Although this is the first paper to evaluate the effectiveness of usage of the TTO technique in preventing leak post duodenal injury repair, few limitations reside: firstly, the small sample size that was evaluated; second, the high rates of complications that were reported only in India especially wound infection; third and last, the fact that results of this study could not be compared to a matching group, thus opening the ground for future research to be done in this area.

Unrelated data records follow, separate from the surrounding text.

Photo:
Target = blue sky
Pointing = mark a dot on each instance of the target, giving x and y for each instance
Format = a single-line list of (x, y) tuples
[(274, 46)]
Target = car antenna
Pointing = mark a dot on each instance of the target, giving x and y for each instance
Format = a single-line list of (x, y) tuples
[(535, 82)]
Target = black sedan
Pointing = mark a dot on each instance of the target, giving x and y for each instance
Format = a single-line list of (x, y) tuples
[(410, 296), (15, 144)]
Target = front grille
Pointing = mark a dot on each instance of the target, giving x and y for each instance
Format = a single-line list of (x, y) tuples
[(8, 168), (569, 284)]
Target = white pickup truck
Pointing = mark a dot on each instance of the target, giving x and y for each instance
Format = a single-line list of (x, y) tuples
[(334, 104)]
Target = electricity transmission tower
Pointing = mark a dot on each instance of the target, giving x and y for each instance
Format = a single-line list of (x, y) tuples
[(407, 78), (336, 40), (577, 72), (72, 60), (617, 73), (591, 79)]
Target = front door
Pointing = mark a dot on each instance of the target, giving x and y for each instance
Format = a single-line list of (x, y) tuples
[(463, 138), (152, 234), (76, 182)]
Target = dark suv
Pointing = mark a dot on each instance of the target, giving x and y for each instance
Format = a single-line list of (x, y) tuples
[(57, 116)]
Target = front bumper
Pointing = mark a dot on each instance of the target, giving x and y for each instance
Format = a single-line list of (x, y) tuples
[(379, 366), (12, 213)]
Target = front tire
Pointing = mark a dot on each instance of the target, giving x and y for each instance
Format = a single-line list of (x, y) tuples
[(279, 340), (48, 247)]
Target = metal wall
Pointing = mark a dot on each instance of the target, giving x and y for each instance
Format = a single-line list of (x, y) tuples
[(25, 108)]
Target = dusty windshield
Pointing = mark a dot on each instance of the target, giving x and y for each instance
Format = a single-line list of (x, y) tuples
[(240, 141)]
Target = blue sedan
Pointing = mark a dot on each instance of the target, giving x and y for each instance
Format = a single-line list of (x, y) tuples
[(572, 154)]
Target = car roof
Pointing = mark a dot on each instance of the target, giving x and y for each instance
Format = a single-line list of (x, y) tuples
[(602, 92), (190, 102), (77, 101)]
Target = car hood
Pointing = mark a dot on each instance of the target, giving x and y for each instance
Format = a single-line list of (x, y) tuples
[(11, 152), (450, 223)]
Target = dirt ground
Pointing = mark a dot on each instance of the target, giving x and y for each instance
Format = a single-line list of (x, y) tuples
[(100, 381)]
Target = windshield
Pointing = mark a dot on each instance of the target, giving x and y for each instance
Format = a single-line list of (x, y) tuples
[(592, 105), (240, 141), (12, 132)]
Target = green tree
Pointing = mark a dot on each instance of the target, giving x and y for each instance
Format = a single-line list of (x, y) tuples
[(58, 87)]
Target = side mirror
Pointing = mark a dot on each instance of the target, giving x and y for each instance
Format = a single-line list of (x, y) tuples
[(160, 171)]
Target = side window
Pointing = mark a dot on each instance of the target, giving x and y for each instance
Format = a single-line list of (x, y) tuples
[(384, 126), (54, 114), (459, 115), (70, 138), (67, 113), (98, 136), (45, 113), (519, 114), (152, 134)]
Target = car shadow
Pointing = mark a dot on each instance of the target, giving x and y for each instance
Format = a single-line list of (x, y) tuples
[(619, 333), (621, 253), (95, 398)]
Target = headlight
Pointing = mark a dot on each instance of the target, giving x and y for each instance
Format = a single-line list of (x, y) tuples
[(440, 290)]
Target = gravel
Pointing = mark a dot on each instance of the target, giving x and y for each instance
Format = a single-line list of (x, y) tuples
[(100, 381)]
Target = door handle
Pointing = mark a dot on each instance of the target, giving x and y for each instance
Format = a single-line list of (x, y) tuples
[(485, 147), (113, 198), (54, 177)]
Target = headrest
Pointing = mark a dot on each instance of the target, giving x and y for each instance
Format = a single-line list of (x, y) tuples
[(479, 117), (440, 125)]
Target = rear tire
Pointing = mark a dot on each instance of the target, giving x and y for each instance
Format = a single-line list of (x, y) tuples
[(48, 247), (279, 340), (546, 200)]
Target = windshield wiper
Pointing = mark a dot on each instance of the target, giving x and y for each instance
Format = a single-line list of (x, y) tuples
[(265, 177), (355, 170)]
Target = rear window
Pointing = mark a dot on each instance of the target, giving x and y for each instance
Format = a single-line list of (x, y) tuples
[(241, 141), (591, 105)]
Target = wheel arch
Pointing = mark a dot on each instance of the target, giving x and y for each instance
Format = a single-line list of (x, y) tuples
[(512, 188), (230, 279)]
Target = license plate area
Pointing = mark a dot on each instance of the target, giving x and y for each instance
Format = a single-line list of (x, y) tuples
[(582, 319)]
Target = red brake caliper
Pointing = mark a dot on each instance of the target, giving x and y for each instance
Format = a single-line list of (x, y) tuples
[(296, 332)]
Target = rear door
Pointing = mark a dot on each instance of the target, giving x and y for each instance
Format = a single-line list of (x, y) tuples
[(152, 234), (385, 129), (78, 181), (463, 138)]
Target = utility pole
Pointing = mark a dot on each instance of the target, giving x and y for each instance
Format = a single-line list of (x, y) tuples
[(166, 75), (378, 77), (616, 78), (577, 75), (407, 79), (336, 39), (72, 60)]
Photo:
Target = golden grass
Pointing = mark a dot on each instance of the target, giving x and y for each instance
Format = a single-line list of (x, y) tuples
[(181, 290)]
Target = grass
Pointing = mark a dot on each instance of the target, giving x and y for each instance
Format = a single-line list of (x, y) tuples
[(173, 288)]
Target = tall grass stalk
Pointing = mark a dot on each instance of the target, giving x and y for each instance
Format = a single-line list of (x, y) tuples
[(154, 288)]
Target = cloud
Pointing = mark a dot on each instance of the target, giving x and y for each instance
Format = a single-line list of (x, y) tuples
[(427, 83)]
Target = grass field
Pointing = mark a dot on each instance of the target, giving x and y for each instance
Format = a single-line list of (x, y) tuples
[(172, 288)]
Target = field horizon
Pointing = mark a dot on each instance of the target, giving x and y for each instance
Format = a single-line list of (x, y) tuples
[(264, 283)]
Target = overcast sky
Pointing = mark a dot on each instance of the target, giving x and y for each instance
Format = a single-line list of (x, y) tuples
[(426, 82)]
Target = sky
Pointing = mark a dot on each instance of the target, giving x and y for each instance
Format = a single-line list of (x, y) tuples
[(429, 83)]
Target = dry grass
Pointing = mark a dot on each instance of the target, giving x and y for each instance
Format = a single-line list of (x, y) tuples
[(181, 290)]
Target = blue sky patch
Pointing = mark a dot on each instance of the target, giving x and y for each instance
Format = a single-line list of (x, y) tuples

Implications for Clinical Practice and Future Research

In conclusion, triple tube ostomy surgical technique is an effective option in assisting the management of duodenal injuries following trauma or duodenal ulcers perforations. Based on the pattern of few complications and very low mortality rates reported in literature, along with short length of hospital stay following this surgery, we advise the coupling of TTO technique to any definitive treatment in duodenal injury repair to prevent reoperation later due to complications, mainly leaks. In our opinion, TTO should be the first choice for managing high risk patients, until their condition stabilizes and are able to undergo definitive treatment. Besides, we recommend conducting further studies to assess the outcomes of this technique in management of duodenal injuries in comparison to other classical surgical techniques.

Acknowledgment

We would like to express our gratitude thanks to the patient and his family for permitting us to publish this case report; and Rafik Hariri University Hospital for their permission to disclose this information. We would also like to thank Faculty of Medicine at Beirut Arab University, for the guidance and support during preparation of this work.

Authors’ Contribution

MAK, HB and HAA worked on study conception and design. FI is the attending surgeon who operated the case. HAA developed the search strategy. HAA and HB screened titles for relevance and abstracted the data from the eligible full-text articles. MAK was responsible for reporting the clinical course of the case. HB, HAA analyzed the data and drafted the manuscript. MAK, HB, HAA and FI critically revised and edited the manuscript. All authors have read and approved the final draft.

Consent

Written informed consent was obtained from the patient for publication of this case report and accompanying images. A copy of the written consent is available upon request for review by the Editor-in-Chief of this journal.